Mr Givan added: “They also need to look at the role that the Irish government played under Jack Lynch in the infancy of the Provisional IRA movement in arming, assisting and facilitating it; the Irish government’s refusal in over 90 per cent of cases to extradite those whom the UK Government sought for terrorist activities; and their failure to protect the border.”

Mr Allister said: “I must say that I was most disappointed by our Justice Minister’s mealy-mouthed response last Friday when he tried to downplay the findings of collusion with a line, the essence of which was, ‘Well, you know, there are bad apples in every large organisation.’

“Was that another example of political expediency kicking in to avoid facing up to and to help deny the realities that were found?”

The TUV leader added: “Then, of course, we had the disgusting comments from the disgusting Mr Adams, to suggest that these men had only themselves to blame. That was shameful.”

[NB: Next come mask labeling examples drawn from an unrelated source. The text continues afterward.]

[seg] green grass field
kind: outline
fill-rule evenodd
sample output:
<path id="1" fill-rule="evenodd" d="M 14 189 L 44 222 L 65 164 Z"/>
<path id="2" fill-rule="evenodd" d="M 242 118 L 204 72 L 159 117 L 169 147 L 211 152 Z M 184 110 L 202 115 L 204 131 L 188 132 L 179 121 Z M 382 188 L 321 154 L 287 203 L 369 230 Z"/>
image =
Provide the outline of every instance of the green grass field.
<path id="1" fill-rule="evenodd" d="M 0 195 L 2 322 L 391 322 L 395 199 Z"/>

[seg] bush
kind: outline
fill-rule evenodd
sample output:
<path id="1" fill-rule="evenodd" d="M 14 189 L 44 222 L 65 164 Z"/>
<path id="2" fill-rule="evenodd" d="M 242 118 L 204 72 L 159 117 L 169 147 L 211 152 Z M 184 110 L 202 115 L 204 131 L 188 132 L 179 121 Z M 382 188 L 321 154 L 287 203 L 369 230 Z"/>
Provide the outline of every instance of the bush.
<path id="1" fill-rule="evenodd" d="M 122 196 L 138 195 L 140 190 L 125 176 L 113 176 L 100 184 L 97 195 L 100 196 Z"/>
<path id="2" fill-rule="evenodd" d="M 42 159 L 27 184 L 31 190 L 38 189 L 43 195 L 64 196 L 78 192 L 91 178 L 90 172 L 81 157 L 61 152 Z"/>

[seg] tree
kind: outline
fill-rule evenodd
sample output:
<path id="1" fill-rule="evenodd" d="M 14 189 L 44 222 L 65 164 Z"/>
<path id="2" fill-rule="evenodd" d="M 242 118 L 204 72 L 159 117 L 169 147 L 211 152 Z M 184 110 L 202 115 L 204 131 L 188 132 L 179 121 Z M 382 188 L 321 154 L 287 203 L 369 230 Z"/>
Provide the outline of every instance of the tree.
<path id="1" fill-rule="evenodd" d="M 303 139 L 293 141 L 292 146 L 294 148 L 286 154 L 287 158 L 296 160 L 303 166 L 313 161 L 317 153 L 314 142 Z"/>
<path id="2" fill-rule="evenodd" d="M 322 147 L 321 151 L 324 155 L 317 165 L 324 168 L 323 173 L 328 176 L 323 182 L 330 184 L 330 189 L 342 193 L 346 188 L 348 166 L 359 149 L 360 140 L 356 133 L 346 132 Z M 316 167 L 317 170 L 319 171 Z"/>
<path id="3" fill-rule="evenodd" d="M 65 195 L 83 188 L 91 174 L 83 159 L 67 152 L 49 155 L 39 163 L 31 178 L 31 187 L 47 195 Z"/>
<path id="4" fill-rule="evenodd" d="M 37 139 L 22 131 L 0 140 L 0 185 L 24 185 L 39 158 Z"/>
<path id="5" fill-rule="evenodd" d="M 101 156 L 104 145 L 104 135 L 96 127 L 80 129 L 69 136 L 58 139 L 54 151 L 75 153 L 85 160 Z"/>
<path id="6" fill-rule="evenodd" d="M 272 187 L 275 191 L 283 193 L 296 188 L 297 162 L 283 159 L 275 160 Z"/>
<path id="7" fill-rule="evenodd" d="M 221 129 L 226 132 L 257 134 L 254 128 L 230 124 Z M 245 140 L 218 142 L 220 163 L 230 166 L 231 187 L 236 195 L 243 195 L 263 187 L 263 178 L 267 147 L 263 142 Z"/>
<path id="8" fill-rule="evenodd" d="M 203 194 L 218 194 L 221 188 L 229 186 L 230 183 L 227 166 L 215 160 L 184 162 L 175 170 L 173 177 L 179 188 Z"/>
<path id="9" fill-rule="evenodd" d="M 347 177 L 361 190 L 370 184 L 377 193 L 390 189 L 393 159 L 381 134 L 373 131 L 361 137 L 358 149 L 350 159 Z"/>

Also hitting out at Sinn Fein over the party’s response to the Smithwick findings, West Tyrone MLA Ross Hussey said: “Everybody knew that the police officers who travelled between the north and south were not allowed to carry their firearms, so they were murdered in cold blood.

“It was a shoot-to-kill policy by the IRA ... no Sinn Fein member can stand up and say anything different.”

David McNarry of Ukip questioned whether we should “expect victims to believe that the Smithwick findings began and ended with one or two so-called rogue guards”.

He said: “I call on the Taoiseach to publicly answer this question: did gardai collusion begin and end with the killing of Mr Breen and Mr Buchanan?”

Sinn Fein’s Mitchell McLaughlin responded by saying the British Government was still refusing to hand over vital information on other killings.

He said: “It is already clear that what Judge Smithwick describes as collusion is very different in form and scale from the collusion that occurred in the north.”